We are all aware of the difference between mutton (Fr. mouton) and sheep, or pork (Fr. porc) and pig reflecting the cultural and class differences between Norman and Saxon following the Conquest.

The English speaker can neatly switch from perceived ‘earthy’ terms of Saxon or Germanic origin to Latin based expressions, which seem to be either more impersonal or more verbose in tone.

The French speaker cannot help but using latinate expressions and may sound verbose or overly elegant to the anglophone ear, even when being extremely earthy.

So the “intense driving sensations” offered by this car might be translated into English as ‘belting drive’...

Monday 17 September 2012

Outside the Box


Extract from a recent article by Sam Taylor in the FT on the art of translation.

‘What you are translating is never simply a series of signs or letters on a page but a set of unspoken assumptions and values....you can’t translate a pun...you have to think laterally. Which is how the British leader Zebigbos becomes Mykingdomforanos’ (in Astérix)’.

Ah yes, translation is often thinking laterally, thinking outside the box. Now that is very difficult to translate into French. In fact French thinking is likely to be anything but lateral or outside the proverbial.

How would you translate it ? ‘Sortir des sentiers battus’, ‘sortir du cadre’ ?

As you can see the French seems to see this as leaving the road or breaking out of a frame (cadre), a type of transgression. 

The English (by which I mean English language) mind sees it as a brilliant solution to difficult puzzle.

This is now languages somehow manage to see the world differently.

Monday 10 September 2012

On the difficulty of translating Mallarmé



A review by Ian Thomson in the FT 25th August 2012 of a new translation by Peter Manson of Mallarmé’s poetry reminded me of my own attempts to come to grips with this most innovative of poets. It took place in a dissertation on Un coup de dés which was part of my degree course many years ago.

It all seems so simple - ‘La chair est triste et j’ai lu tous les livres’ is translated by ‘The flesh is sad and I’ve read all the books’.

‘Un coup de dés’ (title of his most mind-blowing poem) is translated by ‘A dice-throw’. 

This could have been rendered by ‘a throw of the dice’ but of course this implies that some person or agent is throwing the dice, whereas the translator has chosen dice-throw because of its more disembodied impersonal feel. 

After all chance is just that, a random phenomenon, for which no one or no thing is responsible.

But of course the main feature of this particular work is its typography.

The words seem to fly off the page in some great primeval explosion, in which  language is rendered meaningless and becomes the robotic utterance of mere words.

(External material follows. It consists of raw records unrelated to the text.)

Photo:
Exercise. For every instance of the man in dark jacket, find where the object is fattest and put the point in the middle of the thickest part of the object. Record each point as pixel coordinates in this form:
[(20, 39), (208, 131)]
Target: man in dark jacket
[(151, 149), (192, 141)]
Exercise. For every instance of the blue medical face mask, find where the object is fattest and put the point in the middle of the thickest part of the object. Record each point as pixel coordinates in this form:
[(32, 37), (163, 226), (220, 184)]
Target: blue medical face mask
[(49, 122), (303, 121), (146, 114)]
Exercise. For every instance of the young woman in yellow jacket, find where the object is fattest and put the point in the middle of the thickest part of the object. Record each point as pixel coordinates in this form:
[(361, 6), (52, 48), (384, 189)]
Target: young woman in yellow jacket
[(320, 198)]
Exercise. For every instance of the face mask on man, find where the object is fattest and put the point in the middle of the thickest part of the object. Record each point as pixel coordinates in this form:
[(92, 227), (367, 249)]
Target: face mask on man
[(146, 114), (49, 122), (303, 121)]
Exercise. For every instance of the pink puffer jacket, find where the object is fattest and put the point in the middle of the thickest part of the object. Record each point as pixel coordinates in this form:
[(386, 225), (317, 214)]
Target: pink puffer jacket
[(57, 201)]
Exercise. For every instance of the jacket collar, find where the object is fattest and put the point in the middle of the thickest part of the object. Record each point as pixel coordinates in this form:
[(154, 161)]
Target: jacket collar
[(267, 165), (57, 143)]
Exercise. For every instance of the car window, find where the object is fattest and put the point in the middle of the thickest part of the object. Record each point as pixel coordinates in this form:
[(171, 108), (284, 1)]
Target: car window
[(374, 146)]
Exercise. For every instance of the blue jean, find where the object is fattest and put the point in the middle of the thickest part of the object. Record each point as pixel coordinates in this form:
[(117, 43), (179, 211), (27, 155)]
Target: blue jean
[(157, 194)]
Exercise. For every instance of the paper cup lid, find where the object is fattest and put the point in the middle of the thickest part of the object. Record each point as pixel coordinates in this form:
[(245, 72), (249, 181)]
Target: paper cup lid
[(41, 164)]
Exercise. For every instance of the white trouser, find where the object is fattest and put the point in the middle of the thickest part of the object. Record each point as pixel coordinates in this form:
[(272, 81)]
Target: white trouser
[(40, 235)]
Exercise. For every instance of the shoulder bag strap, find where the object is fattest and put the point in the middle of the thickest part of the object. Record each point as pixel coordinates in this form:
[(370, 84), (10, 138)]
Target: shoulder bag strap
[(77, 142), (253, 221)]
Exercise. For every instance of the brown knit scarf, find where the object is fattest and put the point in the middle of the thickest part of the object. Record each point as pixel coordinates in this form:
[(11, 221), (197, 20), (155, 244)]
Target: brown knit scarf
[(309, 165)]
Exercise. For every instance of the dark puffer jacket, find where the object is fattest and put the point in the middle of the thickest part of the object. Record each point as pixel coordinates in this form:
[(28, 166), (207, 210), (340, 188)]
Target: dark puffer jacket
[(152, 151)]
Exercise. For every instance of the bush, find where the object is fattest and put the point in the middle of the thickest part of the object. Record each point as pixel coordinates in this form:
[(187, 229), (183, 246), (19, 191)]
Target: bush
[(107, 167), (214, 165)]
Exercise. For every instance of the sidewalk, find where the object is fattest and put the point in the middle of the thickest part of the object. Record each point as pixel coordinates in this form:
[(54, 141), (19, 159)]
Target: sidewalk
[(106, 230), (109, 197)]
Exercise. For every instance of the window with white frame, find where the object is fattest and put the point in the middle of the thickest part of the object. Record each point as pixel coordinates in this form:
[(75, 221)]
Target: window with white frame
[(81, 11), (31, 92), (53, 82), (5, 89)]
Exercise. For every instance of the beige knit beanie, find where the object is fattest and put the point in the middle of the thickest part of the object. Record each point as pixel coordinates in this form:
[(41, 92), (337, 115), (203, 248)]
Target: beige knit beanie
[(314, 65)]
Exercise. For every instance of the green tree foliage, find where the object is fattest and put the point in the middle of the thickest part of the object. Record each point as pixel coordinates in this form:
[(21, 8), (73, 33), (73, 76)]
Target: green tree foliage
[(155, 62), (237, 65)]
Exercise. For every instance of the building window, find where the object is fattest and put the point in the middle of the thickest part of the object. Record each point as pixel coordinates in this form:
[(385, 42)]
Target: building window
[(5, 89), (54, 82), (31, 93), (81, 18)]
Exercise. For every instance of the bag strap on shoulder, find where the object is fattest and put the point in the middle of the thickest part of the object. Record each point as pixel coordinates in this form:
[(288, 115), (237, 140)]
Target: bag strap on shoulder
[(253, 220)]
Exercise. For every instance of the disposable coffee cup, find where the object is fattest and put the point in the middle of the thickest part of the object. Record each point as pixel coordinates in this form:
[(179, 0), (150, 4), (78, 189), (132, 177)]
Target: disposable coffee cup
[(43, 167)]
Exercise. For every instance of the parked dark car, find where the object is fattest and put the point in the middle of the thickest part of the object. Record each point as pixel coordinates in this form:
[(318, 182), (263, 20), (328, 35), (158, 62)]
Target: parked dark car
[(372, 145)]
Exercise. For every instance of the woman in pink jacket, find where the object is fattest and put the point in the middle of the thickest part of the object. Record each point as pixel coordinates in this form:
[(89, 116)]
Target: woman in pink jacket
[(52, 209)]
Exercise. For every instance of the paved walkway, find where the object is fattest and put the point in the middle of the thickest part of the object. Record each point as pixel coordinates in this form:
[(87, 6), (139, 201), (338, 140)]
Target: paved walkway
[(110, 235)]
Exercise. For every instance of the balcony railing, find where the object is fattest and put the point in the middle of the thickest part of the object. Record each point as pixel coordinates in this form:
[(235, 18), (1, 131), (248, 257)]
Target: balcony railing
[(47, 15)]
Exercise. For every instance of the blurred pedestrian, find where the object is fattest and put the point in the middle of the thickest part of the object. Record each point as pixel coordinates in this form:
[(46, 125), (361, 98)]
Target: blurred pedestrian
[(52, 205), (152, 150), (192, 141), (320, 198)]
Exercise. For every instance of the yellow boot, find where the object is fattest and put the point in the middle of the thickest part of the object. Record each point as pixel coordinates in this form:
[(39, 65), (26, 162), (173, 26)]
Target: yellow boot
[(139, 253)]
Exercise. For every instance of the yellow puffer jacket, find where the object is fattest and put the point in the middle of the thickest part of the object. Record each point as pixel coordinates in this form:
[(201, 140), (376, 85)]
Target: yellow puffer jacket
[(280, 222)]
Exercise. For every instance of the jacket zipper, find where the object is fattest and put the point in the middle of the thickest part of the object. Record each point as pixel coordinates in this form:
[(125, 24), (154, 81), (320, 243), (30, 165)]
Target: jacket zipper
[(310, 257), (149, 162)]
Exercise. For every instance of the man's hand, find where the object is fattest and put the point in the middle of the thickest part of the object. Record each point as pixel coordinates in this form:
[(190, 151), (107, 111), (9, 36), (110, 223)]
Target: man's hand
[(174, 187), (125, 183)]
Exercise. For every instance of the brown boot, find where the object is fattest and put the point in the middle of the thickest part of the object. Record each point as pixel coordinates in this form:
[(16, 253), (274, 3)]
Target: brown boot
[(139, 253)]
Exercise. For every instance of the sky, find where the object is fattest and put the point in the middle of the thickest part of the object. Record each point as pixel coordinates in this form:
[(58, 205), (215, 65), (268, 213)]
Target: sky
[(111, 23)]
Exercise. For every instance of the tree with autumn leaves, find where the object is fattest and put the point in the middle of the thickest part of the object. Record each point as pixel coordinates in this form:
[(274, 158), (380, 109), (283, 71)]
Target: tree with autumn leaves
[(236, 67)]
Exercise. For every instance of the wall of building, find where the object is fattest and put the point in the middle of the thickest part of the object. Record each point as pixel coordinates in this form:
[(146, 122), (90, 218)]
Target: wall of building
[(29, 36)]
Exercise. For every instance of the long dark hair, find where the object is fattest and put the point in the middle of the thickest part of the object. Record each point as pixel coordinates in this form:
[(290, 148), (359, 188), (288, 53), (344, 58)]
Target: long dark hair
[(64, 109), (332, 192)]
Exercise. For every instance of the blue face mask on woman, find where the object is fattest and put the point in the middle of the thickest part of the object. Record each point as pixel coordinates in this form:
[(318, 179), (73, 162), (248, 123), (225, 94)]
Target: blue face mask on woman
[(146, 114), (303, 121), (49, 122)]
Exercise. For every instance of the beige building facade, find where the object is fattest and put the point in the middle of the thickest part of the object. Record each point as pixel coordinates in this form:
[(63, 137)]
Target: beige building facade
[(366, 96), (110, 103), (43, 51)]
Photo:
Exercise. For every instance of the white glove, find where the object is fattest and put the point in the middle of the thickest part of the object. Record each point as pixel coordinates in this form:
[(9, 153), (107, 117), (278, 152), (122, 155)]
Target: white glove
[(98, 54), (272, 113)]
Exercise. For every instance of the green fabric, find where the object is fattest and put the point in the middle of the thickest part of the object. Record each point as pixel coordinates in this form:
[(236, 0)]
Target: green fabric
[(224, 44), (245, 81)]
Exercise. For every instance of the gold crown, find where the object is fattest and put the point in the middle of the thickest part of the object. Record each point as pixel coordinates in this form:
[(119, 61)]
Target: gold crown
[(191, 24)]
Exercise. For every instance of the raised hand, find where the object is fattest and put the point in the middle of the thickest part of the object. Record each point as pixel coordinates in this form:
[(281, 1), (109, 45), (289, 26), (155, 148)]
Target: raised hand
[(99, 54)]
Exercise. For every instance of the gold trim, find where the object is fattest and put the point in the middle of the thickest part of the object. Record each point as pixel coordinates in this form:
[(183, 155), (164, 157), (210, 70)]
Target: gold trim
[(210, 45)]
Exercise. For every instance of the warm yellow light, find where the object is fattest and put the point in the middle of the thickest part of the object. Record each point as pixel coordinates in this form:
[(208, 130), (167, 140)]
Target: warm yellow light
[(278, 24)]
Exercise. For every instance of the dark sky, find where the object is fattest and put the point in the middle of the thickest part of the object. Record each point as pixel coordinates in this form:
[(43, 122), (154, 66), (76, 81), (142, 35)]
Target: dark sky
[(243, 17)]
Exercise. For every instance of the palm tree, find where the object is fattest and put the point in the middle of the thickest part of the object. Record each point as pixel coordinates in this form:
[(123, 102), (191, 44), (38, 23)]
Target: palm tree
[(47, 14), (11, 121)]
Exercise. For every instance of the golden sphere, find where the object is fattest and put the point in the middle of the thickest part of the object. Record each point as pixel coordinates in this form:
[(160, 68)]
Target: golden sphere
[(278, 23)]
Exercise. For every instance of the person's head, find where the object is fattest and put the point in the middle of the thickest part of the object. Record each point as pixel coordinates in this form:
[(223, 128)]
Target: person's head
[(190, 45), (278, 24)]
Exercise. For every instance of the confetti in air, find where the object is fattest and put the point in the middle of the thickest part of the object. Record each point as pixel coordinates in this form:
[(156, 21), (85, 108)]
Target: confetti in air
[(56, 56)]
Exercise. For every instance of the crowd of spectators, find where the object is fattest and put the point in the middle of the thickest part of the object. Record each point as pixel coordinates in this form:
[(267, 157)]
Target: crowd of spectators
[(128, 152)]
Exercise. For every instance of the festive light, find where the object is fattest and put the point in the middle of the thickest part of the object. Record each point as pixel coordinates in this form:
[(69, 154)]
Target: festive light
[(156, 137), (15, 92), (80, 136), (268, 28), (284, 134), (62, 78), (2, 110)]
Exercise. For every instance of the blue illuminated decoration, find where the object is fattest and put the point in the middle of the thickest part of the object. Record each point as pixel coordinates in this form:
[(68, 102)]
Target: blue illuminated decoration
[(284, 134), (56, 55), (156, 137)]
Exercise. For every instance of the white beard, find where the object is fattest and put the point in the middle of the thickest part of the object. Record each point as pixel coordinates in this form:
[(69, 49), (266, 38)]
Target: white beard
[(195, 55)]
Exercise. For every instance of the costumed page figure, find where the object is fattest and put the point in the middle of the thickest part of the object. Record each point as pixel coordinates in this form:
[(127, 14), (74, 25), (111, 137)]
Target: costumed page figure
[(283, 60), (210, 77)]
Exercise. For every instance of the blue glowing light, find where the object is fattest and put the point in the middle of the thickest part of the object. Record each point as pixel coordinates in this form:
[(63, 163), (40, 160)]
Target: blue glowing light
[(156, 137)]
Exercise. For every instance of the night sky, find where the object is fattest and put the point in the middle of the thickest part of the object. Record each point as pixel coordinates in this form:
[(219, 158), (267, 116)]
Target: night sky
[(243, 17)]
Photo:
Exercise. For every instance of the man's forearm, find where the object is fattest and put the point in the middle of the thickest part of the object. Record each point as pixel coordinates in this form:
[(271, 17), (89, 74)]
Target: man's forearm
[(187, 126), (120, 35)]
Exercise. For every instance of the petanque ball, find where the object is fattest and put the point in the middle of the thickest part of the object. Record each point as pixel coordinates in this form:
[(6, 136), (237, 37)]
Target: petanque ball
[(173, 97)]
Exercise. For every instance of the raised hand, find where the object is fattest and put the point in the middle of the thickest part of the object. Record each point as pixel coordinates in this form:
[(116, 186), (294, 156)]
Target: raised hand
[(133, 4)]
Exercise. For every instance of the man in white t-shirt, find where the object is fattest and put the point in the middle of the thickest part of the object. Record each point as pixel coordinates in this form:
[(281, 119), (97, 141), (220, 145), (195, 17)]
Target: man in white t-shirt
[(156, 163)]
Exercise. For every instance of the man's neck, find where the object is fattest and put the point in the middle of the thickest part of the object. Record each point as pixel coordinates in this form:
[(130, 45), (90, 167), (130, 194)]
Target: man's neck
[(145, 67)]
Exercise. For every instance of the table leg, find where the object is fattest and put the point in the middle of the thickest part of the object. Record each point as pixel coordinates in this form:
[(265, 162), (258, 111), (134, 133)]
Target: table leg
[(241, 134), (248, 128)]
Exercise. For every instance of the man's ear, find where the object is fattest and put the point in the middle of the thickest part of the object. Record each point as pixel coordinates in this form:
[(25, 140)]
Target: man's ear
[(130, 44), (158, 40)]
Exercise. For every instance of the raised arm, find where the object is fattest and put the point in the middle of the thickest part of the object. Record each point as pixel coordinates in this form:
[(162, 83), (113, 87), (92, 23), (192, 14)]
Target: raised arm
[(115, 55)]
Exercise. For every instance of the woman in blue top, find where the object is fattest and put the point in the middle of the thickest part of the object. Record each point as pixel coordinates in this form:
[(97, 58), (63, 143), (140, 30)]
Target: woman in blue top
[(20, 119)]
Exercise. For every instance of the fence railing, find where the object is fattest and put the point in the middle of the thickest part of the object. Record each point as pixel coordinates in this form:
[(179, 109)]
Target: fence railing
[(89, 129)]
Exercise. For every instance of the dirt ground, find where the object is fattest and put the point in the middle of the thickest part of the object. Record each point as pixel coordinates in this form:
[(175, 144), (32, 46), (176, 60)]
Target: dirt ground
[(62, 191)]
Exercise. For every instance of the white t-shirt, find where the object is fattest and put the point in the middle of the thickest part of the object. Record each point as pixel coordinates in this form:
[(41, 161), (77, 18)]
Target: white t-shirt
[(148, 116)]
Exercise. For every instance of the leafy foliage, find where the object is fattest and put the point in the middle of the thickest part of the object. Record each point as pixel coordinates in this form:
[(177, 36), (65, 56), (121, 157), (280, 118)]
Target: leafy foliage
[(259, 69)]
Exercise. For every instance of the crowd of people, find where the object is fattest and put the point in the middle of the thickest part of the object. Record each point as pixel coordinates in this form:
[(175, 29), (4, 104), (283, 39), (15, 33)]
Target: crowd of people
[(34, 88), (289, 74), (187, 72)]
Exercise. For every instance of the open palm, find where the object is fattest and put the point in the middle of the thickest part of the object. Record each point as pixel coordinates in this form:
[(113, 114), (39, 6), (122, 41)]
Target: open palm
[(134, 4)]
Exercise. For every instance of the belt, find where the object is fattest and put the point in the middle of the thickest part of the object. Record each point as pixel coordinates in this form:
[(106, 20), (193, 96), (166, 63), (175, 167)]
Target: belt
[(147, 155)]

Here Mallarmé seems to have intuited the paradox of a world in which order and chaos are hand in hand, one threatening to overwhelm the other, but never quite succeeding.

Not really translatable. You either appreciate this train of thought or not.

Sunday 2 September 2012

Back to School


In France this is the period of ‘la rentrée’, which is literally ‘the return’.

A return from where or what, you might ask ?

The return in question is a return to business as usual after a spell of inactivity due to holidays, or in the case of a star of stage and screen, after a period out of the limelight, or in the case of politicians, after a recess.

Usually the word is used in conjunction with ‘des classes’, or ‘...politique’, and it is an important time in France where people often do take several weeks off in July-August, and life does seem to slow down 

In times gone by, France used to almost close completely in August, with the whole country gone to the beach or the family house in the country. This is not so much the case now, but the end of the holiday period is still a big deal.

Our August Bank Holiday by contrast seems pitifully short.